A Pop-Up Tiger And Other Animal Tales At The British Library
Animals are an integral part of many of our best loved books. Just imagine what Moby Dick would be like without the whale or Watership Down without the rabbits — as for the latter, our childhoods would have been less traumatic but we would be missing out on some brilliant novels.
This exhibition celebrates the role of animals in literature with some historic books and beautiful illustrations. Classic stories on display include Peter Rabbit, The Tiger who Came to Tea and Kes.
A type of book that has gone out of fashion is the bestiary, which used to be popular as it introduced readers to exotic beasts they would feasibly never see in their lifetimes. Clearly this isn't the case in today's world, with easier access to zoos and travel to other countries. However, these bestiaries feature some fantastic illustrations including a striking, if not anatomically correct, woodblock print of a lion.
We also were enchanted by a giant storm cat that looms over a fishing boat in choppy water, and disgusted by the bloated Napoleon from Animal Farm.

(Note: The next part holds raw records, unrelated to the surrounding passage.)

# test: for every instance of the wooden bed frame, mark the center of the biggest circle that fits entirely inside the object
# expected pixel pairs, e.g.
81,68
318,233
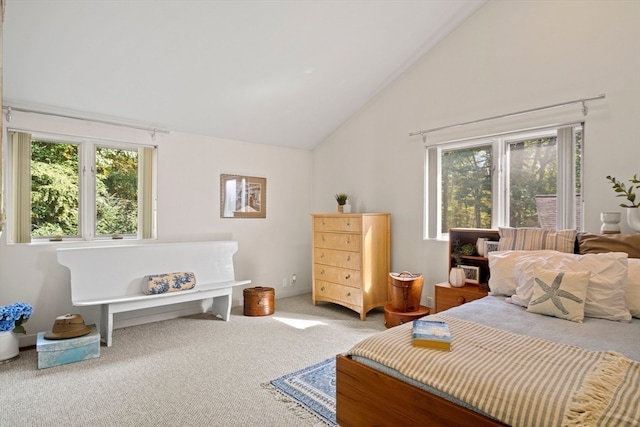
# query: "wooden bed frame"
367,397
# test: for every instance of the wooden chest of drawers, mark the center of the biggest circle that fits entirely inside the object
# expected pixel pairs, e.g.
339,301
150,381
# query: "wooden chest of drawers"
351,260
448,296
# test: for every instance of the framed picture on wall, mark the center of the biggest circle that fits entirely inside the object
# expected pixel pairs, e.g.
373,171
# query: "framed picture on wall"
471,274
243,196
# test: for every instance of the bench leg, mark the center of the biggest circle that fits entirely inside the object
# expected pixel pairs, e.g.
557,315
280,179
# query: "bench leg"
106,324
222,306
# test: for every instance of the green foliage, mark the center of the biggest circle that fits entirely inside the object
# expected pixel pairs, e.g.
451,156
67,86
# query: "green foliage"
466,188
533,171
116,191
55,190
627,192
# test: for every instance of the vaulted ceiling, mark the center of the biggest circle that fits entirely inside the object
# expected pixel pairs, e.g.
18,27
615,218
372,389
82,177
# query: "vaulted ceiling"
285,73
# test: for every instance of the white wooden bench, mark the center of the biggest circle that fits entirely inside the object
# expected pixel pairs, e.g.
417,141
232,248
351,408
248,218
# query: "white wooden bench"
113,276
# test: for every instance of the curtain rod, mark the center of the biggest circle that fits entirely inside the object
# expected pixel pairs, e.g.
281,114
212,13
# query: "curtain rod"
584,111
152,131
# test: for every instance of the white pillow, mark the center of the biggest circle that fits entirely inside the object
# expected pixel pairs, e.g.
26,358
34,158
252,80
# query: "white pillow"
633,287
502,264
607,286
559,294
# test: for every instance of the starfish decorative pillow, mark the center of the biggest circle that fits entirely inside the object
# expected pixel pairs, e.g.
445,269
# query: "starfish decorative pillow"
559,294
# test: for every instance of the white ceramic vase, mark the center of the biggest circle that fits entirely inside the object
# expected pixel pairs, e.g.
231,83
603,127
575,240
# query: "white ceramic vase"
456,277
9,346
633,219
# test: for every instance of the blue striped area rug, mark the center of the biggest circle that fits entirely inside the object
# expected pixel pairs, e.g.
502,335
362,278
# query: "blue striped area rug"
313,388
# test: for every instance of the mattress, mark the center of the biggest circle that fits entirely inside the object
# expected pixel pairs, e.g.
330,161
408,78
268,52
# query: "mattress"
608,343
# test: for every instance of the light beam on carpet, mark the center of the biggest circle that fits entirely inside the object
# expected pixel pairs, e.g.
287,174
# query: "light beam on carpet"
299,323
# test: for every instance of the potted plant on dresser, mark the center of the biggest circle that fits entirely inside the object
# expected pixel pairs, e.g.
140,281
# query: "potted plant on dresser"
628,192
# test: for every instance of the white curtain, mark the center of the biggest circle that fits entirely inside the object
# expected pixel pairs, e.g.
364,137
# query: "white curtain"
21,178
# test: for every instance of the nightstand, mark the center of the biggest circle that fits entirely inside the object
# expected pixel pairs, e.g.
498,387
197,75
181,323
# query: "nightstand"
448,296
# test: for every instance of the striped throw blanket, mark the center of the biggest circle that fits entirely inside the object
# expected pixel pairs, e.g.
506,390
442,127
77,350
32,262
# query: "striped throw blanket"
519,380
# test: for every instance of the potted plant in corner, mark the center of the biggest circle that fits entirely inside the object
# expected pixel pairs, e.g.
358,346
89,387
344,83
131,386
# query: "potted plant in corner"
633,207
341,198
11,319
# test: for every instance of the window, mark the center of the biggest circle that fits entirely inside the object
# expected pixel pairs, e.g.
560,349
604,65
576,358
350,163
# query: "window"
526,179
65,187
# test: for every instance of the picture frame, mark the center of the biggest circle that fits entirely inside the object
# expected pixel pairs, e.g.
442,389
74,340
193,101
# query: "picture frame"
490,246
243,196
471,274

One of the most modern books on display is a rather clever one on Dolly the famous cloned sheep, where multiple cut-outs of Dolly are included within the book. The most striking display features a pop-up Shere Khan from an edition of Jungle Book, and it is frankly terrifying with his jagged claws.

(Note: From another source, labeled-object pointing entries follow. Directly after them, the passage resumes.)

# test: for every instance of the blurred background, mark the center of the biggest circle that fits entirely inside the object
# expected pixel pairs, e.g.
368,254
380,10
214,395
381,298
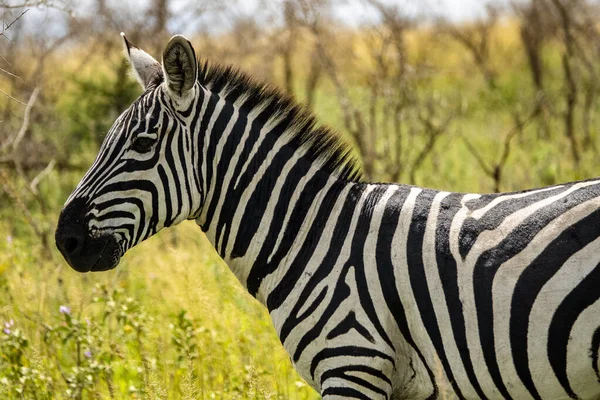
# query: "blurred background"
459,95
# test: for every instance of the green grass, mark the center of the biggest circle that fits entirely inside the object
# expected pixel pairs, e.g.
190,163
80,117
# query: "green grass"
172,322
180,326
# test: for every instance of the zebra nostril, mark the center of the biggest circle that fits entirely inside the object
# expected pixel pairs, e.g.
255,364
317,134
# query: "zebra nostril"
70,245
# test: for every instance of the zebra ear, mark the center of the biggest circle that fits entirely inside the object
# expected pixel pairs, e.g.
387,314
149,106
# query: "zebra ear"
145,68
180,66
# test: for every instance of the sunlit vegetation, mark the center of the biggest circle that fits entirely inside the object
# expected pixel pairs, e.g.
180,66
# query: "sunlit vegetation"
451,107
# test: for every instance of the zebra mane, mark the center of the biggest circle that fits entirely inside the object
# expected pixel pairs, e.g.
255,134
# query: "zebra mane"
322,144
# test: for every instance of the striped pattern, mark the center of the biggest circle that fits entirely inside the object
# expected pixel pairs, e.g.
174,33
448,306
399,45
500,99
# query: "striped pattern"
376,291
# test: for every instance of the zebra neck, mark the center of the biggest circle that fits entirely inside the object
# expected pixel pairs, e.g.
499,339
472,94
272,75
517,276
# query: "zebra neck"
259,227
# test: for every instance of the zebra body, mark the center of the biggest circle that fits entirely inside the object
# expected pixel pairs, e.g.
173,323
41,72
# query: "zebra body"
375,290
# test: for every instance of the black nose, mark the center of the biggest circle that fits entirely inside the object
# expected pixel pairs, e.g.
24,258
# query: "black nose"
70,233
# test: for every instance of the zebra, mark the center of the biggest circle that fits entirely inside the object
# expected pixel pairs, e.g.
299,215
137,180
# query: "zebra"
376,291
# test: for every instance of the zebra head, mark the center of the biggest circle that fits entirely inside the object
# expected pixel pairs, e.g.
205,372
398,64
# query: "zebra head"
143,178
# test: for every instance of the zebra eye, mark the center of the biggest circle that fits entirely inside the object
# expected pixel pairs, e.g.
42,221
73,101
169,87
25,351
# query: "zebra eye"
142,144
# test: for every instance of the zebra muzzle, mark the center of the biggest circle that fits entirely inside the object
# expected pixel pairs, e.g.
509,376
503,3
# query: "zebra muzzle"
82,251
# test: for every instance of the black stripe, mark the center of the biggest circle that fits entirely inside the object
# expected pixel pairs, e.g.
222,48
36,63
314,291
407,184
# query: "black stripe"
340,232
531,281
387,275
448,273
418,279
298,264
262,267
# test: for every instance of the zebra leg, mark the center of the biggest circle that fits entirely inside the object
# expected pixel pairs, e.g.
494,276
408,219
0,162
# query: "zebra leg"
355,382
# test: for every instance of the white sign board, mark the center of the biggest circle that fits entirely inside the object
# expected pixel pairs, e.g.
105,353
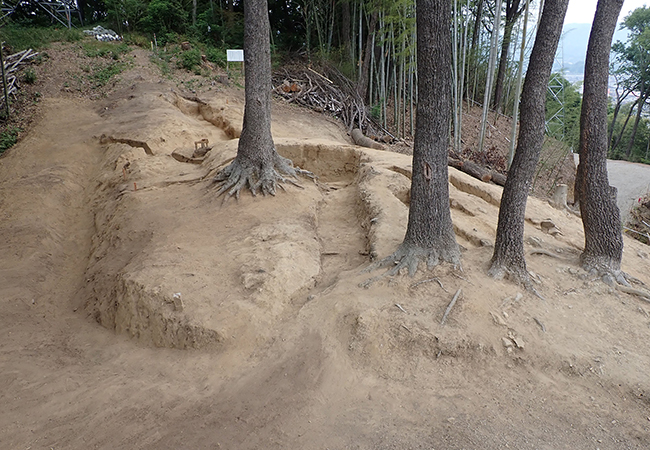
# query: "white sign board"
235,55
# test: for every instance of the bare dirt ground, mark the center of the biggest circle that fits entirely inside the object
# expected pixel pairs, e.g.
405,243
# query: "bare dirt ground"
275,343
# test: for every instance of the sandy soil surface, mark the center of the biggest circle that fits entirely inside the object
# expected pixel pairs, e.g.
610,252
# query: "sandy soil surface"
139,311
632,181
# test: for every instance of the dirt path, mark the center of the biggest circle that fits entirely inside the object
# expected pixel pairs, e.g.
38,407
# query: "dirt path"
279,343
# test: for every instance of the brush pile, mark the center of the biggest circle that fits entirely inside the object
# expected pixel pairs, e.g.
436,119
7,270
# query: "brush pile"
329,92
12,65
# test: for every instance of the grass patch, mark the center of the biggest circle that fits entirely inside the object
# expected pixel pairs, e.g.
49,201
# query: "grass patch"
37,38
101,76
190,59
8,138
29,76
98,49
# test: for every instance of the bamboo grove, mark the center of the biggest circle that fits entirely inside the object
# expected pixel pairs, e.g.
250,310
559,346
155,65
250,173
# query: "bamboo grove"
372,44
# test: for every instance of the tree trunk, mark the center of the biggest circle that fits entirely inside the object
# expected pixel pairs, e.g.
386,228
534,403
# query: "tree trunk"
512,15
430,236
362,84
489,79
600,215
257,166
508,258
346,39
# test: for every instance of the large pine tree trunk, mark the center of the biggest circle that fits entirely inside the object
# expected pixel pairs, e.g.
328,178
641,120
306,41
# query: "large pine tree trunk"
600,215
257,166
508,258
430,236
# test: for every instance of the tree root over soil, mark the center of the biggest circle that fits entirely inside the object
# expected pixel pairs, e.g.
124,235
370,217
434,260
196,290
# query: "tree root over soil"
500,271
265,178
409,256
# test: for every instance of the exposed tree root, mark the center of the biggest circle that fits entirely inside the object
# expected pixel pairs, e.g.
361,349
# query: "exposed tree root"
500,271
408,256
265,178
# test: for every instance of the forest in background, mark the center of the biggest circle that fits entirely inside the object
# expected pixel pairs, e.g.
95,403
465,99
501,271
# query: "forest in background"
372,45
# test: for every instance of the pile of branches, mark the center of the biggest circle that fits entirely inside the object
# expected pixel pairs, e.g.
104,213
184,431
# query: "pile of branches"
12,65
330,92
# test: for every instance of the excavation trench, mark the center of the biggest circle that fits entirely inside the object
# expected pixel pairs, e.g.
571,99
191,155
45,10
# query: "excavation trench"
195,273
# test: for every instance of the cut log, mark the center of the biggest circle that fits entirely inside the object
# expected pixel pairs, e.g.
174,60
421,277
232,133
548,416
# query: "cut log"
363,141
471,168
141,144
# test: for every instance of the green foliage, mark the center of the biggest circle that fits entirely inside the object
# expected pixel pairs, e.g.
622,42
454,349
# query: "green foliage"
375,111
631,67
21,38
216,55
136,39
190,59
100,76
8,138
639,151
122,12
29,76
164,16
97,49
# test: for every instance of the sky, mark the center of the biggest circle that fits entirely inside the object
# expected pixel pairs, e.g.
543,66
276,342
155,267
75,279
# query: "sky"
582,11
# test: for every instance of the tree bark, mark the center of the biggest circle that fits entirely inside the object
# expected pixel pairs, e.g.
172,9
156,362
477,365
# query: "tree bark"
257,165
600,215
430,236
512,15
508,258
362,84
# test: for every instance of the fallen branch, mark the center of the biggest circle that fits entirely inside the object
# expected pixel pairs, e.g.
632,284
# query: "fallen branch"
133,143
363,141
451,305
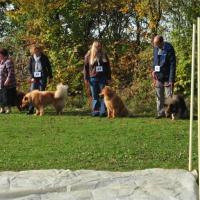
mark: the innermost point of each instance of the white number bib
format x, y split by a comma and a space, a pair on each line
157, 68
37, 74
99, 68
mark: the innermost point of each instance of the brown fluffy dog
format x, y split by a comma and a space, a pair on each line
40, 99
115, 106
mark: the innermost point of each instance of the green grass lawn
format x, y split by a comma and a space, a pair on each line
74, 141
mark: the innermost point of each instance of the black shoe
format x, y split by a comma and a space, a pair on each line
159, 117
103, 115
30, 112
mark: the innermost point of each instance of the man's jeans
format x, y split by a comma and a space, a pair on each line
96, 85
162, 92
37, 85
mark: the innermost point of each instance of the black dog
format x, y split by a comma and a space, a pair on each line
175, 107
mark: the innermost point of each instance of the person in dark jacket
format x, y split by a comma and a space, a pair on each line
40, 71
7, 82
97, 74
164, 71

Not all of the illustrations grabbed us in this way but it's a charming free display, complete with a healthy dose of childhood nostalgia.
Animal Tales is on at The British Library until 1 November, entrance is free. Also still on at The British Library is the last month of the excellent Magna Carta exhibition. Nearby is the copper mummification of Alice Anderson at Wellcome Collection and for another literature exhibition check out the Judith Kerr retrospective at The Jewish Museum.